Businessmen turn cautious in 2nd quarter

By Maricel E. Burgonio, Reporter

BUSINESSMEN turned more cautious in the second quarter due to concerns over a possible recession in the US, and higher prices of oil, food and other services, the Bangko Sentral ng Pilipinas (BSP) said.

In its latest round of the Business Expectation Survey, the BSP said business sentiment remained positive, but dipped to a two-and-a-half-year low of 12.6 percent.

“The number of respondents holding a positive view declined. This is the second consecutive quarter that the overall [index] has declined quarter on quarter and year-on-year,” BSP Deputy Gov. Diwa C. Guinigundo said.

Due to the drop in overall confidence, the country’s economic growth is expected to slow in the second quarter of the year, as the impact of the US contraction will be felt during the period, he said.

For the third quarter, the business outlook slightly improved to 16.6 percent, as exporters’ sentiment is seen strengthening with a confidence index of 33.3 percent. Importers however were less optimistic because of higher oil prices.

 ”All sectors posted positive confidence indices in the second quarter, except for wholesale and retail trade due [to the] expected slower demand brought [about] by concerns [over the] US recession,” Ma. Cyd Amador, BSP managing director for monetary policy, said.

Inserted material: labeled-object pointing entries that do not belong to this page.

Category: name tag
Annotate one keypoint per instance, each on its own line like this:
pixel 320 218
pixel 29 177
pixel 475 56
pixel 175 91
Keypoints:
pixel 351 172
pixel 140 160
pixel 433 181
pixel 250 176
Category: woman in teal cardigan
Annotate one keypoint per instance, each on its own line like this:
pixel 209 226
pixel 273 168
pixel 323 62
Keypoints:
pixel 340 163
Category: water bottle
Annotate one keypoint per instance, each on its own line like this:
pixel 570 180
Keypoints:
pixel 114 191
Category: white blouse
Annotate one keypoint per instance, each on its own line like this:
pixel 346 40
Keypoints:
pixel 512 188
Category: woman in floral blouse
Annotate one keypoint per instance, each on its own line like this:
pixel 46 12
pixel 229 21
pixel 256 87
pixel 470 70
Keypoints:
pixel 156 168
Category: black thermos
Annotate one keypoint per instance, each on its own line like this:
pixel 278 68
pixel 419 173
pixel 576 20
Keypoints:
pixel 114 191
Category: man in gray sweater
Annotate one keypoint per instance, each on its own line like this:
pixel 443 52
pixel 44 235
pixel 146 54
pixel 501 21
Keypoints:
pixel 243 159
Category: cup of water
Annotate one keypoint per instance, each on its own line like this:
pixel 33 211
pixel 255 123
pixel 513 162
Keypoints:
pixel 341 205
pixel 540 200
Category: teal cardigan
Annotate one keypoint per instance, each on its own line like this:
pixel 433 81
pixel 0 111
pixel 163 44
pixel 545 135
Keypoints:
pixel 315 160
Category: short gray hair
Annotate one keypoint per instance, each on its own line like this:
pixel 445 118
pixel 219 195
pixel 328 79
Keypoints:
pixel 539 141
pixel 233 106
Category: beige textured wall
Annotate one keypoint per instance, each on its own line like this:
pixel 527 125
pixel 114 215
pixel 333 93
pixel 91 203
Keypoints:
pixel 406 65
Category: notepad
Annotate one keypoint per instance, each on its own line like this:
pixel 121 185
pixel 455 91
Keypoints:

The confidence indices for construction and services stood at 25.5 percent and 22.4 percent, respectively. Both sectors were the most upbeat, despite the drop in the indices from the previous quarter and year.

The decline in the sentiment of construction firms may signal that demand is cooling in the property market, the BSP said.

Respondents from industry and wholesale and retail trade sectors had lower indices of 9.1 percent and 5.4 percent, respectively, due to the continued rise in input costs such as fuel.

Meanwhile, credit conditions turned tighter, as the index dropped to 3 percent from 6.6 percent a quarter ago and 9 percent a year ago.

“They might be responding to credit access. Many business entities do not rely on bank credit but tap the bond and equity markets and their mother companies abroad,” Guinigundo said.

Respondents also expect favorable operations this year but with modest expansion activities and employment generation.

Only 23.1 percent of the firms surveyed indicated plans to expand in the third quarter from 37.8 percent in the last quarter. The employment outlook for construction and services however remains favorable.

The peso is expected to stay strong in the second quarter but would weaken in the third quarter while inflation is seen to accelerate until the third quarter. “Surely there will be negative consequences [on the peso], but it will provide some respite to exporters and overseas Filipinos,” Guinigundo said.

Respondents expect interest rates to rise further until September this year driven by high oil prices and inflation.

The inflation rate went up to a three-year high of 8.4 percent last month from 6.4 percent in March.

By type of business, the survey polled 1,258 large companies and small and medium enterprises nationwide with a response rate of 71.4 percent mainly from industry, wholesale and retail trade, and services sectors.